PARIS — The European Space Agency (ESA) turned 30 years old May 31 and celebrated the event with a silence like that found in deep space.
Such modesty reflects the difficulties of an agency that refuses to polish its public image for fear of stealing the limelight from its member states, most of which have their own national space agencies that jealously guard their domestic reputations.
ESA thus keeps the lowest-possible profile to avoid upsetting its shareholders. When criticized by individual European governments, it is reluctant to defend itself. Examples:
– The exploits of European astronauts are publicized almost exclusively in the astronauts’ home countries. Nary a word is spoken elsewhere, despite the fact that for several years now the only astronauts in Europe are those representing ESA.
– More than a decade after ESA governments other than France assumed a majority of the financing of the Ariane 5 launch system, it still is known even in places in Europe as the “French rocket.”
– The early discussion in Britain of ESA’s highly successful Mars Express orbiter was focused almost exclusively on the loss of the British-built Beagle 2 lander, which represented only a small portion of the total mission. Government inquiries in Britain concluded that ESA was partly to blame for Beagle 2’s failure, despite the fact that the agency bailed out the lander project when its British financing ran out.
The difficulty of European political leaders to acknowledge that most noteworthy European space exploits are ESA-managed and would not be possible without ESA was made clear June 1 when German Chancellor Gerhard Schroeder visited ESA’s Esoc space operations facility in Darmstadt, Germany.
Schroeder did not lay out any new program proposals. The news was that he showed up. It was the first time a German chancellor had visited Esoc, and the first time any European head of state had made a speech at any ESA facility.
ESA has two centers in Germany, including its astronaut training facility, as well as a headquarters in France, a technology center in the Netherlands, its Earth observation program management in Italy and an astronomy center in Spain.
Schroeder, facing a tough re-election campaign in September, perhaps predictably said little about ESA in his remarks, focusing instead on what Germany’s space investment has produced in Germany, including 8,000 to 10,000 space-sector jobs. He said Germany wants to promote a high-technology industry and is proud that 15,000 Chinese students are studying at German universities, many in scientific fields.

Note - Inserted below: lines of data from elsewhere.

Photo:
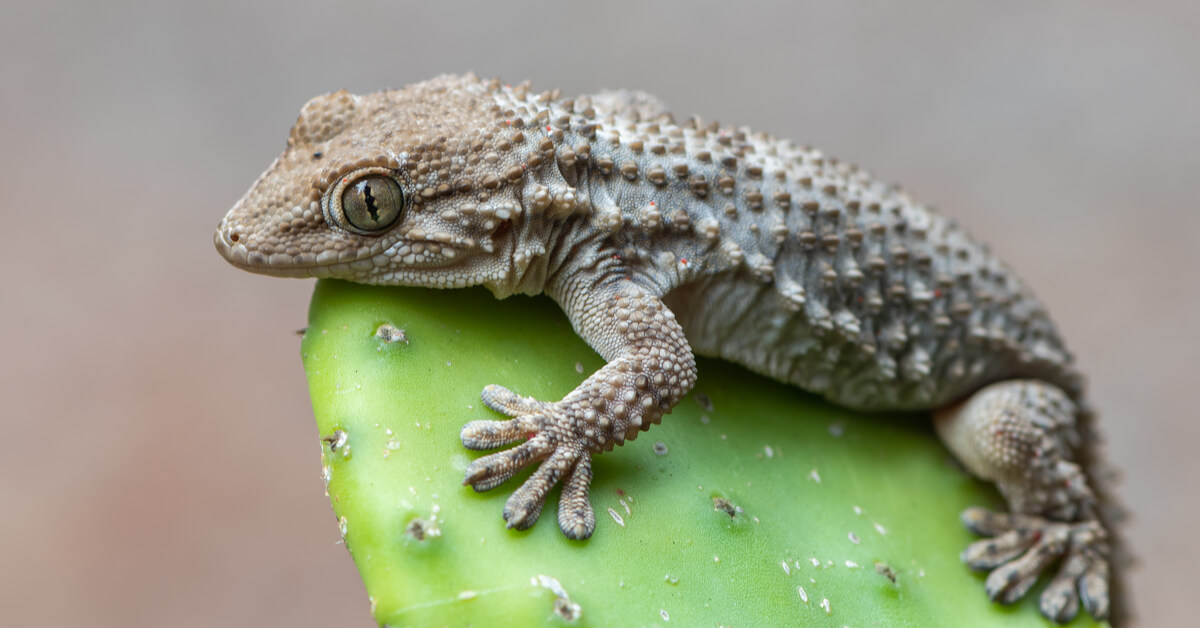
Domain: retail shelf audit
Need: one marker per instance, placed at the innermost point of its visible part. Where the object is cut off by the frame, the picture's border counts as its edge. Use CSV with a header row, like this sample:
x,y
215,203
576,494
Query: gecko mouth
x,y
421,252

The number of Chinese students in Germany may not be the first thing ESA observers think of at a ceremony to mark the agency’s 30th birthday.
It was left to ESA Director-General Jean-Jacques Dordain, who welcomed Schroeder to Esoc, to remind his audience of what the agency has been doing for 30 years, and what it is doing now.
ESA gave birth to Europe’s successful meteorological agency, Eumetsat — headquartered in Germany. Two highly profitable satellite-fleet operators — telecommunications operator Eutelsat S.A. of Paris and mobile satellite services operator Inmarsat plc of London were both created by ESA as intergovernmental treaty organizations. Both of those companies are planning to go public soon with initial offerings of publicly traded stock.
The agency is in the midst of what even its managers say is a near-uncanny run of science program successes, including Ulysses, the Infrared Space Observatory (ISO), Soho, Integral, Smart-1 and more recently Mars Express. The one major failure — of the Cluster satellites, during the maiden-flight crash of the Ariane 5 rocket in 1996 — was set right when ESA science managers found the money to rebuild the satellites, which were successfully launched and continue to operate.
“ESA… is the only space agency in the world today currently orbiting both the Moon and Mars, to have landed on [Saturn’s moon] Titan, to be chasing comets and soon to be setting out for Venus at the end of the year,” Dordain said, according to a text provided by ESA after the event. “We have… a very competitive industry in which two-thirds of its activity is devoted to governmental, and one-third to commercial, programs. This figure — one-third commercial — incidentally is the world record. No other space industry in the world is able to make the same claim.”